Tech Blog: February 2017

Sunday, February 26, 2017

Producer - Consumer problem Implementation in java

Problem - Two sets of threads, producer set and consumer set, are writing and reading data from a buffer. Ensure that producer set doesn't produce to a full buffer and consumer set doesn't consume from empty buffer.

We need a data structure that would be shared between the two sets of threads. The producers put data into this data structure while consumers consumer from it. We could use queue, linked lists or any of other data structures that support the implementation of a circular buffer, but here we are more concerned about the concurrency aspect of the problem. To keep the code simple, lets use an array and we will make a circular array so that once we reach the max size we can circle back to the start position.
Read and write access to this array is possible through produce and consume methods. We need to ensure that at any moment, at most one thread can produce to or consumer from the buffer. Apart from guarding the buffer, we also need to ensure that the critical sections of our code are accessed by at most one thread at a time. We will use one Synchronization primitive(mutex, lock, Semaphore) to guard the buffer and to guard the critical sections.

We can use a mutex(Semaphore with 1 permit in java) to guard a resource & critical section. But we will use a java lock as it supports condition variables that can be used to wait on a condition.
Below is the declaration of various variables we have discussed until now.

class ProducerConsumer<T> {
private static final int MAX_SIZE = 10;
// buffer to hold data from producer and deliver to consumer
private static final T[] buffer = (T[]) new Object[MAX_SIZE];
// Lock to guard the buffer and critical sections.
private static final Lock lock = new Lock();
// Condition variables associated with the lock. Threads can wait on these CVs and the lock will be
// relinquished while a thread is waiting.
private static final Condition notFull = lock.newCondition();
private static final Condition notEmpty = lock.newCondition();
// positions of read and write indexes in the buffer
private static int readIdx = 0, writeIdx = 0;
// keep track of count of objects in the buffer to know whether the circular buffer is full.
private static int count = 0;
}

Now for the actual produce consume blocks, we always ensure that we have a lock before performing any operation on the buffer and make use of condition variables to make sure that
1. No thread consumes from an empty buffer.
2. No thread produces to a full buffer.

public void produce(T data) throws InterruptedException {
lock.lock();
while(count == MAX_SIZE) {
notFull.wait();
}
// Now the buffer is not full and its this thread's turn to produce.
buffer[writeIdx++] = data; // store into the buffer
count++;
writeIdx %= MAX_SIZE; // Its a circular buffer. So update the index.
notEmpty.notify(); // Now the buffer is definitely not empty. So notify threads that are waiting.
lock.unlock();
}
public T consume() throws InterruptedException {
lock.lock();
while(count == 0) {
notEmpty.wait();
}
// Now the buffer is not empty and this thread can consume.
T data = buffer[readIdx++];
count--;
readIdx %= MAX_SIZE;
notFull.notify();
lock.unlock();
return data;
}

Implementation of Critical Section in java.

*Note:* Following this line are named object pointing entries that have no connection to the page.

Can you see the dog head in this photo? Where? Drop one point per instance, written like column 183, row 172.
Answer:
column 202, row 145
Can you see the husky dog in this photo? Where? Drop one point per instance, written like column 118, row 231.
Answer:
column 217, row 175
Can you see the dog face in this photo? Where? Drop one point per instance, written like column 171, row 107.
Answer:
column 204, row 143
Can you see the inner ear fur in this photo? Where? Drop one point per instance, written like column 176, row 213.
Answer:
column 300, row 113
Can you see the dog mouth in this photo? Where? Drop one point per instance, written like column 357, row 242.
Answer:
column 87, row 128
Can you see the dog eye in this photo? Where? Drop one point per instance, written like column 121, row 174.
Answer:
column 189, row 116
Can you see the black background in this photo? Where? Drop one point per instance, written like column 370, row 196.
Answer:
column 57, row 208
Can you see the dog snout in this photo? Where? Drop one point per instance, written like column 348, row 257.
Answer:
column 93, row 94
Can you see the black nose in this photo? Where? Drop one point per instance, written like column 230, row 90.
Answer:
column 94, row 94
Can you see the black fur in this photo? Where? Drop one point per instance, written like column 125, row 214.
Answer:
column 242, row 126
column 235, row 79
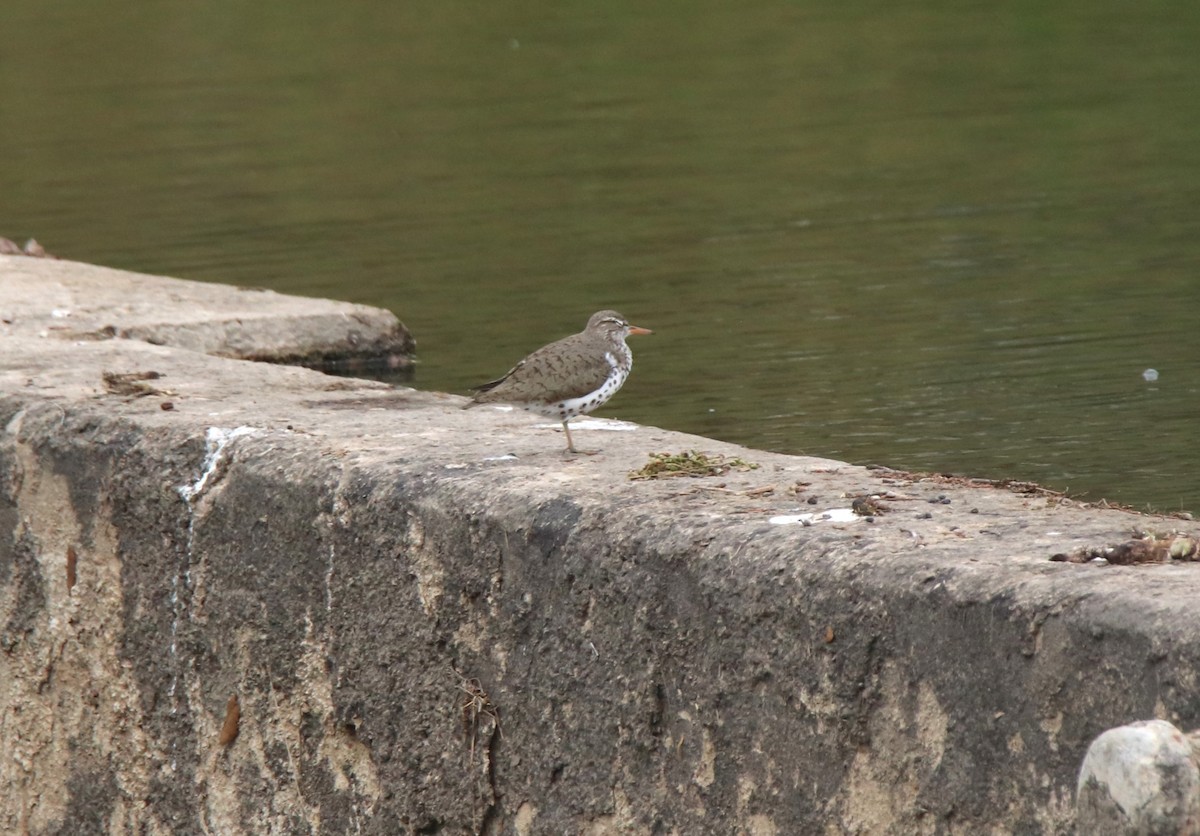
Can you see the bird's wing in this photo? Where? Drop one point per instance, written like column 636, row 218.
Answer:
column 563, row 370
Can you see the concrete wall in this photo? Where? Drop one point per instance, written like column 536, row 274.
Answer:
column 432, row 621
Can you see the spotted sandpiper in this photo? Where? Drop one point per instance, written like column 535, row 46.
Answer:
column 570, row 377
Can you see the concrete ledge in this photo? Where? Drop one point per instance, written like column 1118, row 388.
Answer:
column 83, row 301
column 433, row 623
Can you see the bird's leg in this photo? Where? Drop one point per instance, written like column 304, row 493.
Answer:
column 570, row 444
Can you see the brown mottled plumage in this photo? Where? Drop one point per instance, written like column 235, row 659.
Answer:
column 570, row 377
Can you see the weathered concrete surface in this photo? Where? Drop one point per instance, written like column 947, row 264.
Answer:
column 83, row 301
column 429, row 635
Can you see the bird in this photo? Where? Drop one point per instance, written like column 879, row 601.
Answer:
column 570, row 377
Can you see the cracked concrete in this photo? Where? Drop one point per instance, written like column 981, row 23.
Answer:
column 436, row 623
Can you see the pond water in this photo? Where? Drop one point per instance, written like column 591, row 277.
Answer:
column 942, row 236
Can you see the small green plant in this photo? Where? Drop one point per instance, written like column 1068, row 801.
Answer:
column 690, row 463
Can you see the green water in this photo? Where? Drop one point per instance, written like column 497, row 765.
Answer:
column 946, row 236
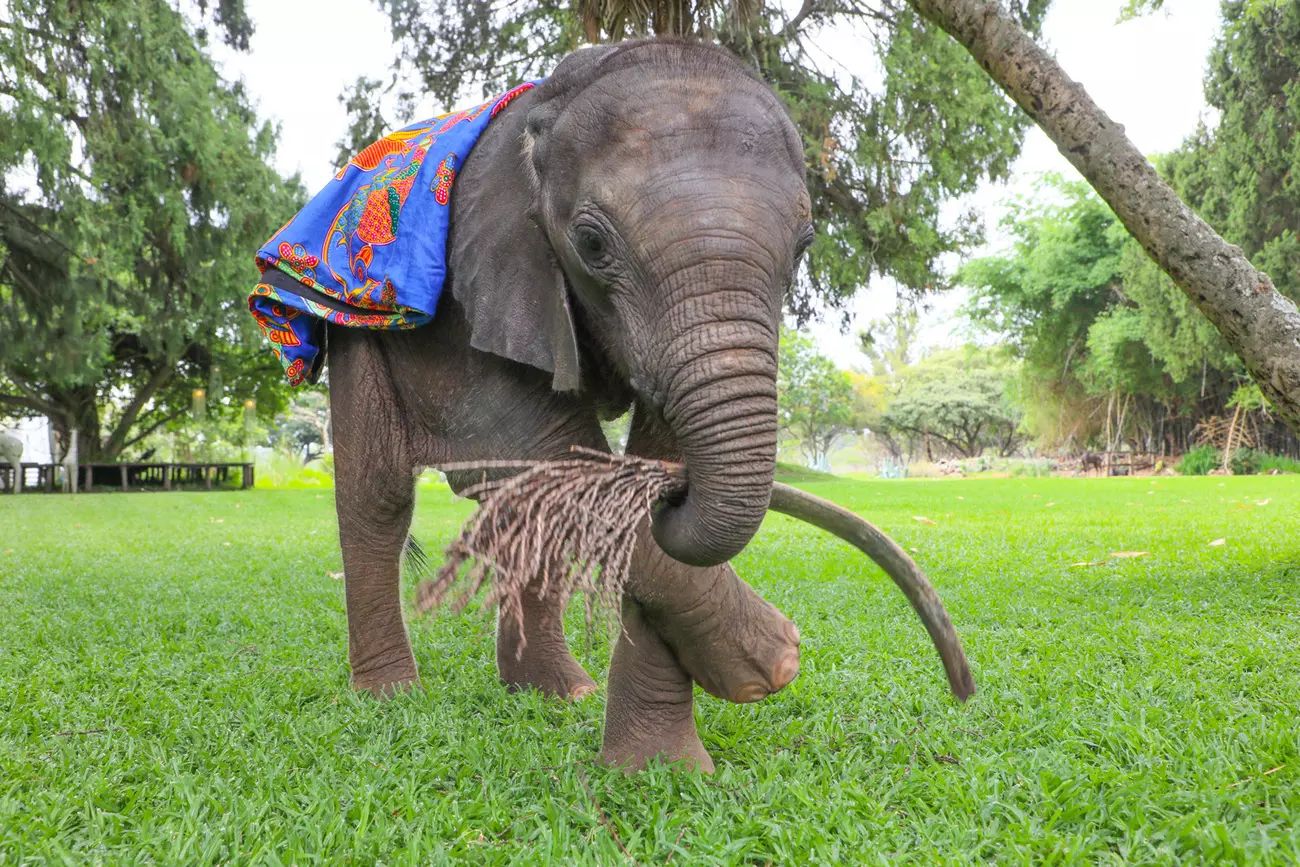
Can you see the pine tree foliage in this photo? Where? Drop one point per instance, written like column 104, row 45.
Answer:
column 885, row 150
column 134, row 183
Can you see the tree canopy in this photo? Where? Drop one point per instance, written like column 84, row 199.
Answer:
column 885, row 151
column 134, row 185
column 815, row 401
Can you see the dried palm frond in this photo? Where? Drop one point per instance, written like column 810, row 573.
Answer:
column 559, row 525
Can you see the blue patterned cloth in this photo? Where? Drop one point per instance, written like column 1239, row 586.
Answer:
column 371, row 248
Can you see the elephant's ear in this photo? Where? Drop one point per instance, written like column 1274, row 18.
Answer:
column 503, row 271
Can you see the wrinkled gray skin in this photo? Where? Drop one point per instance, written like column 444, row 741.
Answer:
column 622, row 234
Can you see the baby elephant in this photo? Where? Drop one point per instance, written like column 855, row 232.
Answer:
column 620, row 234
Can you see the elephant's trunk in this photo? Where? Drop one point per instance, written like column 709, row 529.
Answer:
column 723, row 417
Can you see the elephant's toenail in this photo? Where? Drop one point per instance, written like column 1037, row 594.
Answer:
column 785, row 671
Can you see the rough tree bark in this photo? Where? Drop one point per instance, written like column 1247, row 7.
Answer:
column 1260, row 324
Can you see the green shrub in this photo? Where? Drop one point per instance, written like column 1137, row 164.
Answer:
column 1268, row 463
column 1200, row 462
column 1246, row 462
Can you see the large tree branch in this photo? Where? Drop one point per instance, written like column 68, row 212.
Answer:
column 117, row 441
column 1260, row 324
column 154, row 427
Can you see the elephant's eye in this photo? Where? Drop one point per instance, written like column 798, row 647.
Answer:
column 592, row 246
column 804, row 242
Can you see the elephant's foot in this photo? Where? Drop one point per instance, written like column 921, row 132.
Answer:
column 733, row 644
column 547, row 668
column 385, row 673
column 650, row 707
column 545, row 662
column 386, row 681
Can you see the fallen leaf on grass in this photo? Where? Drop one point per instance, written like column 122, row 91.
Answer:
column 1248, row 779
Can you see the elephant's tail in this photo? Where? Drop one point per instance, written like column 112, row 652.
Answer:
column 901, row 568
column 415, row 562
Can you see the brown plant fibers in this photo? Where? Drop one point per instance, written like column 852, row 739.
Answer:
column 570, row 524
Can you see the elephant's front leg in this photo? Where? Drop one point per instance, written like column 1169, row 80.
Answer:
column 650, row 709
column 540, row 658
column 683, row 625
column 375, row 497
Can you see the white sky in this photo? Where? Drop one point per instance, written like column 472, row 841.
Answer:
column 1145, row 74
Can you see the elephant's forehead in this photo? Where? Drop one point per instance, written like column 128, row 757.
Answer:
column 646, row 120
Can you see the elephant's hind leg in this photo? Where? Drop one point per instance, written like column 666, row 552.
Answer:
column 375, row 497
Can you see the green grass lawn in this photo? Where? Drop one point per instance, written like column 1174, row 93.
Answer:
column 173, row 689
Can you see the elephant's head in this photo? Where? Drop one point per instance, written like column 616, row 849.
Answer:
column 654, row 191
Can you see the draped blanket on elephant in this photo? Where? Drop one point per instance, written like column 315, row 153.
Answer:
column 368, row 250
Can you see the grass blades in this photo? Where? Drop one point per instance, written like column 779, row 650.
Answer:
column 173, row 689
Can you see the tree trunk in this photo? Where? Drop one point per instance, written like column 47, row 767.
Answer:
column 1260, row 324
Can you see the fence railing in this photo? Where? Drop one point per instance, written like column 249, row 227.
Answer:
column 126, row 476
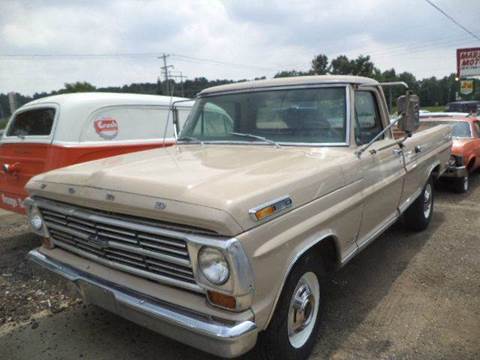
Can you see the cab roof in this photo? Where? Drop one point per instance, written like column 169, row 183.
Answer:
column 290, row 81
column 76, row 109
column 100, row 99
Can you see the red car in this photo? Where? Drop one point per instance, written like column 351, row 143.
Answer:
column 465, row 158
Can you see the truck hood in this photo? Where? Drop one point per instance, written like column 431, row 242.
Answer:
column 207, row 186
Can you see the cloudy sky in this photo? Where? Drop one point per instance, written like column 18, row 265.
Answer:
column 116, row 42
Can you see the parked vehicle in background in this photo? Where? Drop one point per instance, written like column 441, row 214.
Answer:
column 465, row 158
column 471, row 106
column 62, row 130
column 222, row 241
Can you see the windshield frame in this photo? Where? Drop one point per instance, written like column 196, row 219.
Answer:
column 345, row 143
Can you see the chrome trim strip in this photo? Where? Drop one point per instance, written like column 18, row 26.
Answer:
column 222, row 339
column 233, row 142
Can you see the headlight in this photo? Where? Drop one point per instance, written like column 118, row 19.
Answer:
column 213, row 265
column 36, row 222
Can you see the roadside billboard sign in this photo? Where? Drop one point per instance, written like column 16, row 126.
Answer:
column 466, row 87
column 468, row 62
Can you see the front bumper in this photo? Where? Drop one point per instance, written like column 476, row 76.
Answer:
column 456, row 172
column 218, row 338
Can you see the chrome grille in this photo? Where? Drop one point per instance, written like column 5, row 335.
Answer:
column 148, row 251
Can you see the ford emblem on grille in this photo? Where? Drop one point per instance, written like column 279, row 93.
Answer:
column 96, row 241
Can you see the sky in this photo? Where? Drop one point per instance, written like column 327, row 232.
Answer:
column 44, row 44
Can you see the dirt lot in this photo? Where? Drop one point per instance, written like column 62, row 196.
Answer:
column 407, row 296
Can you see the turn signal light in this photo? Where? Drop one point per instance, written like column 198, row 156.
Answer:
column 265, row 212
column 222, row 300
column 274, row 208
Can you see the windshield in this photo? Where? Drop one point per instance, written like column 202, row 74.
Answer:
column 316, row 116
column 460, row 128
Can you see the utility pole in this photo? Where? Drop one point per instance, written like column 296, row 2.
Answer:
column 165, row 68
column 181, row 77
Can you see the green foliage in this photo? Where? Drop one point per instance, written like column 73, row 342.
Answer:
column 432, row 91
column 77, row 87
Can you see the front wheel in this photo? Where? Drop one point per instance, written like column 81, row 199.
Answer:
column 418, row 215
column 461, row 185
column 293, row 330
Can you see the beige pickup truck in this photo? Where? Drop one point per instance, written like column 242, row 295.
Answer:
column 222, row 241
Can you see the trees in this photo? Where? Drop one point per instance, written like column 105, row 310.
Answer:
column 77, row 87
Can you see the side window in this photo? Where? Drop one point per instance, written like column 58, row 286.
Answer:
column 36, row 122
column 476, row 129
column 129, row 122
column 214, row 122
column 368, row 122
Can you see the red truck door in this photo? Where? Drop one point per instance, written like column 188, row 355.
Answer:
column 24, row 151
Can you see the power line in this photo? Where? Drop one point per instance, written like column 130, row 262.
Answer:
column 449, row 17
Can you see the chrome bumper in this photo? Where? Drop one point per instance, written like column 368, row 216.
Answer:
column 456, row 171
column 225, row 340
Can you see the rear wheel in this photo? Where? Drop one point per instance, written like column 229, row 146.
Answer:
column 418, row 215
column 461, row 185
column 293, row 329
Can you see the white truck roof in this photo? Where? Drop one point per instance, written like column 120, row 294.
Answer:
column 75, row 111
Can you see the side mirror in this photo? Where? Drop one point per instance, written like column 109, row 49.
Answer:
column 409, row 110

Critical section problem from Operating Systems Concepts goes like this -
Consider a process with n threads and each one of them executes a piece of code which involves changing shared variables, updating a table, writing to a file etc. This piece of code needs to be guarded so that multiple threads don't enter it at the same time. This block of code is the critical section. The critical section problem is to design a protocol so that threads can co-operate.

In order to implement a critical section, we can use one of the OS synchronization primitives such as mutex or Semaphore. Java provides an implementation of Semaphore which is useful to implement critical section. A semaphore with one permit is a mutex. So the below declaration gives us a mutex in java.

Semaphore mutex = new Semaphore(1);

Now that we have a mutex, we can use it to enforce the requirements of a critical section. Essentially the thread that needs access to critical section would wait on the semaphore and whenever another thread relinquishes the control of Semaphore, it gets access to the critical section.

public class CriticalSection {
private static Semaphore mutex = new Semaphore(1);

public synchronized void waitCS() {
mutex.wait();
}

public synchronized void notifyCS() {
mutex.notify();
}

}

Well there's no fun implementing this Critical Section. We haven't added any new functionality on top of what's provided by Semaphore. We could as well use a Semaphore directly to achieve the above functionality instead of wrapping the semaphore inside another class and name it Critical Section.
So lets add some value to this implementation.
A critical section differs from a mutex in that it avoids unnecessary kernel transitions, making it a faster, efficient & light weight implementation of mutex. In the context of a critical section, kernel transitions happen during system calls for wait() & notify(). These transitions are expensive and need to be avoided.

We will use a variable to keep track of the number of threads waiting for access to critical section. When there are no threads waiting for access to Critical Section, we can safely skip system calls(wait() and notify()) and hence avoid kernel transitions.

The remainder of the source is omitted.